This content is also available in: Español Čeština Polski

Bookmark (0)

No account yet? Register

Pulmonary neuroendocrine tumors, which include also small cell carcinoma, have been classified by the World Health Organization into the following types: carcinoid tumor, atypical carcinoid tumor, large cell neuroendocrine carcinoma, and small cell carcinoma.
Ultrastructurally, all contain cytoplasmic dense-core granules. They variably stain positive with several immunohistochemical markers: chromogranin A (most specific), synaptophysin, neuron-specific enolase, Leu-7 (CD57).
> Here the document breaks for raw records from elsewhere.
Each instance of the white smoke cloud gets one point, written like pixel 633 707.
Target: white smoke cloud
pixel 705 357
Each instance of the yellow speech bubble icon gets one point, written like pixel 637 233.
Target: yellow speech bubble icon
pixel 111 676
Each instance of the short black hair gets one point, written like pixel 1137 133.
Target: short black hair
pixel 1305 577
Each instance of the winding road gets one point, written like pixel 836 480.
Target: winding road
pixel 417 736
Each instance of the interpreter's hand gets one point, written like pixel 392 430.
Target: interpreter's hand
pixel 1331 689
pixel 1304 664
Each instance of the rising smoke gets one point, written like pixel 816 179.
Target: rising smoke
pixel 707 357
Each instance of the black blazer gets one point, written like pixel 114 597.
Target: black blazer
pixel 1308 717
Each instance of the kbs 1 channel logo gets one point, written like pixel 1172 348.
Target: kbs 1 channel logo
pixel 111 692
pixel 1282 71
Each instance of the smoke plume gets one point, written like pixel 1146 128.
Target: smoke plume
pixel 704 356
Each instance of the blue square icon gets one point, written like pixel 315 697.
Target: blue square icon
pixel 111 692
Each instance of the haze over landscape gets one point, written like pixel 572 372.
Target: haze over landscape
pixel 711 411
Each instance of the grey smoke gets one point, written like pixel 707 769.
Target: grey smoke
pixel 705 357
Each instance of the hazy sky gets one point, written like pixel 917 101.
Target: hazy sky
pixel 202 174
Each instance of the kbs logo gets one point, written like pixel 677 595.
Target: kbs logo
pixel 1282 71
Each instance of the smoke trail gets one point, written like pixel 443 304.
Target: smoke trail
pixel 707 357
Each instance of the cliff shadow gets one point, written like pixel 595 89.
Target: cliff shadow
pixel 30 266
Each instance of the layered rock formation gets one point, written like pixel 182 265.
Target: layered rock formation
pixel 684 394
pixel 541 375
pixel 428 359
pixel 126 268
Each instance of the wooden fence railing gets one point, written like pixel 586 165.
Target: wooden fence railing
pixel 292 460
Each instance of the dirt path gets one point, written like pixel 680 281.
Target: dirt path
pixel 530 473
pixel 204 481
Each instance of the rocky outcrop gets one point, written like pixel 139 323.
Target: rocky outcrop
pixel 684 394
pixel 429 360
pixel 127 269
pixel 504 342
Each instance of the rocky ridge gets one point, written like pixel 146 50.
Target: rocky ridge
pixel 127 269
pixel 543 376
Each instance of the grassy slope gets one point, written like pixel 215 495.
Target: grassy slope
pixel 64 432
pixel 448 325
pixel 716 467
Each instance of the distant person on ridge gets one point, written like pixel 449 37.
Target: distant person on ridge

Other peptides may be present, such as ACTH, insulin, calcitonin, gastrin, VIP.

The large cell neuroendocrine carcinoma is composed of large cells with the nuclear features and the organoid growth pattern of a neuroendocrine neoplasm (and immunohistochemical and ultrastructural studies confirm its neuroendocrine nature), whereas the large cell carcinoma with neuroendocrine differentiation is indistinguished by light microscopy from a large cell undifferentiated carcinoma, but it shows immunohistochemical and ultrastructural features of neuroendocrine differentiation. The prognosis for patients with these tumors is poor.

Carcinoid tumor (typical carcinoid tumor)

These neuroendocrine tumors have a low metastatic rate and the prognosis is usually very good. They are usually centrally-located, often with a prominent endobronchial component; they are often covered by an intact respiratory epithelium and, as a result, sputum cytology is often negative.

Cytologic diagnostic features

Loosely cohesive groups and single cells
Acinar or rosette-like structures
Round, columnar or plasmacytoid cells
Uniform, moderately granular nuclei, ‘salt and pepper’ chromatin pattern
Ample eosinophilic cytoplasm
Branching capillaries
Mitoses uncommon

Differential diagnosis

Benign bronchial epithelial cells
Small cell carcinoma
Atypical carcinoid
Mesenchimal tumor (spindle cell carcinoid)

Because of their bland, monomorphous appearance, the cells of some carcinoid tumors could be mistaken for benign bronchial cells, but they are less cohesive, have more coarse chromatin and lack cilia. Because of the presence of rosettes in some carcinoid tumors, they could be mistaken for adenocarcinoma, which, however, usually show greater pleomorphism. Lymphoid cells are distinguished from carcinoid tumors because they have less cytoplasm and do not form clusters.

Carcinoid tumors are distinguished from atypical carcinoid and small cell carcinoma by the absence of mitoses and necrosis.

Atypical carcinoid tumor

Atypical carcinoid tumor (well-differentiated neuroendocrine carcinoma) is more aggressive than typical carcinoid tumor.

Cytologic diagnostic features

Cells similar to typical carcinoid
Disorganized growth pattern
Prominent nucleoli



Carcinoid. Cellular aspirate with neoplastic cells seen singly and in tissue fragments. Even at this low power, a few larger atypical cells can be seen (called “endocrine atypia”).
Carcinoid. Loosely cohesive tissue fragments of relatively monotonous cells with minimal nuclear pleomorphism and focal rosette formation. Occasional atypical nuclei can be seen. Note the absence of necrosis and nuclear molding.
Carcinoid. Note the poorly cohesive and small, relatively uniform neoplastic cells with round nuclei, tiny inconspicuous nucleoli, and characteristic “salt and pepper” chromatin distribution.
Carcinoid. Note the numerous neoplastic cells which have lost their cytoplasm, a morphologic finding termed naked nuclei. The nuclei themselves are round to oval with some anisonucleosis, “salt and pepper” chromatin pattern, and small inconspicuous nucleoli.